There is nothing wrong with using different parametrizations for different parts of the curve. Differential Geometry does something very similar in the definition of a manifold, except there the parametrizations are required to overlap, and play nicely with each other on that overlap. But we use a different terminology. Each parametrization is called a "chart", and the collection of all of them is called an "atlas".

If you want have a single parametrization for the entire curve, you need to shift one of them to an adjacent domain, and piece them together: $$\vec c(t) = \begin{cases}(t, \sqrt{(1-t^{2/3})^2})&t\in[-1,1]\\ (2-t, -\sqrt{(1-(2-t)^{2/3})^2})&t\in (1,3]\end{cases}$$

Of course, I began this with "in my opinion" because that is all it is. There is no arbitrating body of mathematical terminology. If you just called the pair a parametrization, you likely would only confuse neophytes and merely cause a very mild cognitive dissonance in everybody else.

Answer 2

I think it's good to take a look at the notion of a manifold. It's a space locally homeomorphic to some Euclidean space.

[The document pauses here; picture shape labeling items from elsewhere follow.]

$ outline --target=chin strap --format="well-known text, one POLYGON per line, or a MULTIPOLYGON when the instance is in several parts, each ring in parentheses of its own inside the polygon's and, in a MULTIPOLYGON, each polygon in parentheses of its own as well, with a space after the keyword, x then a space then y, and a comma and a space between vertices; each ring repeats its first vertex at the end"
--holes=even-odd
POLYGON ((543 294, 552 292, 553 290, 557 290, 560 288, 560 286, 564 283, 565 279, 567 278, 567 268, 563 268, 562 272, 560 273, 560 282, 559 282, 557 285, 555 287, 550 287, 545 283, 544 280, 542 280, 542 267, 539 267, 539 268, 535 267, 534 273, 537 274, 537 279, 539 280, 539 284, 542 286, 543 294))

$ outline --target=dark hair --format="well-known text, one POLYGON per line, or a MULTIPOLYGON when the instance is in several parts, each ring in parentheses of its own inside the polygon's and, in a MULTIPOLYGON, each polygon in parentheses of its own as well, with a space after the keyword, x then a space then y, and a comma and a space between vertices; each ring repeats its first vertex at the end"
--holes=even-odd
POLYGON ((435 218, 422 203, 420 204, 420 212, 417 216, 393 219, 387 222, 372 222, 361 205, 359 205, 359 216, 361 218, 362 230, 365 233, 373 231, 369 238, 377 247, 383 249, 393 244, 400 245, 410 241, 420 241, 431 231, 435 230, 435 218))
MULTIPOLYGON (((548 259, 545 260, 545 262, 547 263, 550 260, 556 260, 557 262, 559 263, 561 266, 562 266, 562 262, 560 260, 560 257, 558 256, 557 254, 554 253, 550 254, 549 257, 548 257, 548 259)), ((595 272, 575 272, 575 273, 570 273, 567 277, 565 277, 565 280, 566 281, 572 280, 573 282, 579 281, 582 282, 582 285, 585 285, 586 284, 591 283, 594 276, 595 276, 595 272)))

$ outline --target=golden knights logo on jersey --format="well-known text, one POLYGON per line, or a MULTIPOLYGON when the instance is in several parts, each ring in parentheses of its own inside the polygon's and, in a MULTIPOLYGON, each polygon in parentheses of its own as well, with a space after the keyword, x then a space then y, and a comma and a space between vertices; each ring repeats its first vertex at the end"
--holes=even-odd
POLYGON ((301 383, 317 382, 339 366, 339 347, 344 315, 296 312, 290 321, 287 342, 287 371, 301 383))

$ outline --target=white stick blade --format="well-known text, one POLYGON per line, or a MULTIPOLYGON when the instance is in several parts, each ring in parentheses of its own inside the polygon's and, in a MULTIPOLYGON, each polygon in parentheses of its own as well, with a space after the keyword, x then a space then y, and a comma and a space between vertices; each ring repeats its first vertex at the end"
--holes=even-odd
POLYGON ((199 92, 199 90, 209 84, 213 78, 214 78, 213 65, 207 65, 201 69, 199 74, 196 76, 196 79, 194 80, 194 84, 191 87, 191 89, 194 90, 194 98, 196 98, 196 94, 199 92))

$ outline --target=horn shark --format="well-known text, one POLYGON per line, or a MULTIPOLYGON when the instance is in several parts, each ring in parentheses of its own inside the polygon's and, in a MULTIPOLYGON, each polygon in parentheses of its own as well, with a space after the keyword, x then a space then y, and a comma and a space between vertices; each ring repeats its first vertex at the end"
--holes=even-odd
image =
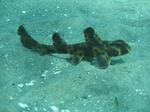
POLYGON ((111 57, 121 56, 131 51, 130 46, 123 40, 103 41, 92 27, 84 31, 85 42, 67 44, 58 33, 52 35, 53 45, 41 44, 33 39, 23 25, 18 28, 20 41, 25 48, 39 50, 41 55, 61 53, 70 54, 70 62, 76 65, 84 58, 91 58, 92 64, 99 68, 110 65, 111 57))

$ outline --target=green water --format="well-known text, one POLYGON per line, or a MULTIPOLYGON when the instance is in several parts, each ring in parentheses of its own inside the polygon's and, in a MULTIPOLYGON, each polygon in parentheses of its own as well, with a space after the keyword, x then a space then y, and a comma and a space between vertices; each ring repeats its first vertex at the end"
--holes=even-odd
POLYGON ((1 112, 150 111, 149 0, 0 0, 0 10, 1 112), (69 55, 24 48, 20 24, 44 44, 54 32, 83 42, 91 26, 102 40, 126 41, 131 52, 107 69, 87 61, 73 66, 69 55))

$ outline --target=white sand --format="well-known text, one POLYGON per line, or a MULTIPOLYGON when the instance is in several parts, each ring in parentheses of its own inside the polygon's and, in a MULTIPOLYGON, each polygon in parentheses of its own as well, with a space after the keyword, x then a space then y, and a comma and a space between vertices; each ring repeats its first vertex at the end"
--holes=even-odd
POLYGON ((0 0, 0 111, 149 112, 149 0, 68 1, 0 0), (24 48, 20 24, 45 44, 52 44, 55 31, 68 43, 83 42, 83 30, 92 26, 103 40, 123 39, 132 51, 107 69, 86 61, 72 66, 63 59, 68 55, 24 48))

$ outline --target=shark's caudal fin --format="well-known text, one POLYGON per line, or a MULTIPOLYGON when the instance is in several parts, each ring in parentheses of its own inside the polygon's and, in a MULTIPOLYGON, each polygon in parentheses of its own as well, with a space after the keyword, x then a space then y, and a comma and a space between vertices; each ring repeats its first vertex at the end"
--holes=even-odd
POLYGON ((110 58, 111 57, 107 53, 96 56, 92 59, 92 65, 98 68, 105 69, 110 65, 110 58))

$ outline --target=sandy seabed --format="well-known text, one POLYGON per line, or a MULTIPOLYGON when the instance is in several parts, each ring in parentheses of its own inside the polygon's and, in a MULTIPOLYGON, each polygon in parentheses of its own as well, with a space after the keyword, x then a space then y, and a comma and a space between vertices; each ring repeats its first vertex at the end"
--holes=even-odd
POLYGON ((149 112, 149 0, 0 0, 1 112, 149 112), (99 69, 69 55, 45 55, 24 48, 17 28, 52 44, 54 32, 67 43, 83 42, 92 26, 102 40, 131 46, 116 63, 99 69))

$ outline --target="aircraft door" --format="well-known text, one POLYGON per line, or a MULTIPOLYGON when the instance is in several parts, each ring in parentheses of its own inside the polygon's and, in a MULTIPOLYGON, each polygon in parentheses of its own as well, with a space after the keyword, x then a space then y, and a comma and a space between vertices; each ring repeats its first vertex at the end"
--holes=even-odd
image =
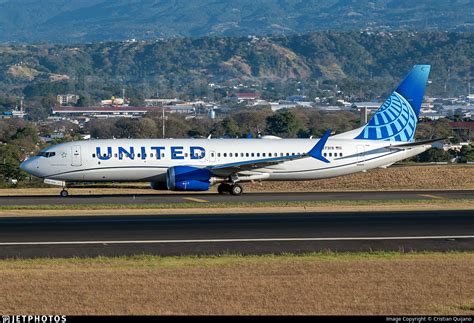
POLYGON ((357 166, 364 166, 365 147, 364 145, 357 145, 357 166))
POLYGON ((81 146, 72 146, 71 147, 71 166, 81 166, 82 165, 82 158, 81 158, 81 146))
POLYGON ((216 161, 216 152, 214 150, 211 150, 209 152, 209 161, 211 163, 216 161))

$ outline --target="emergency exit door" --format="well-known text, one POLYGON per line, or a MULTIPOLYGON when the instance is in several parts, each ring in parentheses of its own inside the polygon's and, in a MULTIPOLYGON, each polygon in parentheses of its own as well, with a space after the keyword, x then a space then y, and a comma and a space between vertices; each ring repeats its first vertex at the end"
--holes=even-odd
POLYGON ((72 146, 71 148, 71 166, 81 166, 81 146, 72 146))

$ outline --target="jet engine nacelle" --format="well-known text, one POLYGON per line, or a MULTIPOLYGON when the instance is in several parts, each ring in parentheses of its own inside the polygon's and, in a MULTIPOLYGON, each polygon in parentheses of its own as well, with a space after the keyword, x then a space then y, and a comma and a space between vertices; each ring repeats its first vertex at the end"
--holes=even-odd
POLYGON ((168 189, 166 181, 150 182, 150 187, 157 191, 166 191, 168 189))
POLYGON ((211 181, 211 172, 205 168, 175 166, 166 173, 166 184, 172 191, 207 191, 211 181))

The word 'locally' shows that we generally need more than one parametrization of a manifold.

• The set $\{(x,y)\,|\,y=x^2\}$ admits only one parametrization.
• The set $S=\{(x,y)\,|\,x^2+y^2=1\}$ (and your curve) doesn't admit only one parametrization, it needs at least two, since it's not homeomorphic to any subset of $\Bbb R$. For example we can consider parametrizations $c_1\colon (-\pi,\pi)\to S$ and $c_2\colon (\pi/2,3\pi/2)\to S$ given by $c_i(t)=(\cos t,\sin t)$. They are both homeomorphisms between domain and some open subsets of $S$ and these subsets cover $S$. We can also consider four parametrizations: $t\mapsto (t,\pm\sqrt{1-t^2})$ and $t\mapsto (\pm\sqrt{1-t^2},t)$, $|t|<1$.

If we consider the parametrizations only for integration, we don't care about the assumption that parametrizations are to be 'local homeomorphisms'. Particularly the parametrizations can be defined on closed subsets of $\Bbb R^n$ and don't need to be injections, provided we control the 'duplicate points'. For example for integration purpose we can consider only one parametrization of a circle: $c\colon [-\pi,\pi]\to S$ given by $c(t)=(\cos t,\sin t)$. We see that $c(-\pi)=c(\pi)$ but this doesn't change the integral. One can also think of a parametrization $c\colon [-\pi,\pi)\to S$. Here it is bijective and continuous, but it's inverse isn't continuous. For some application this isn't a problem but for some other is.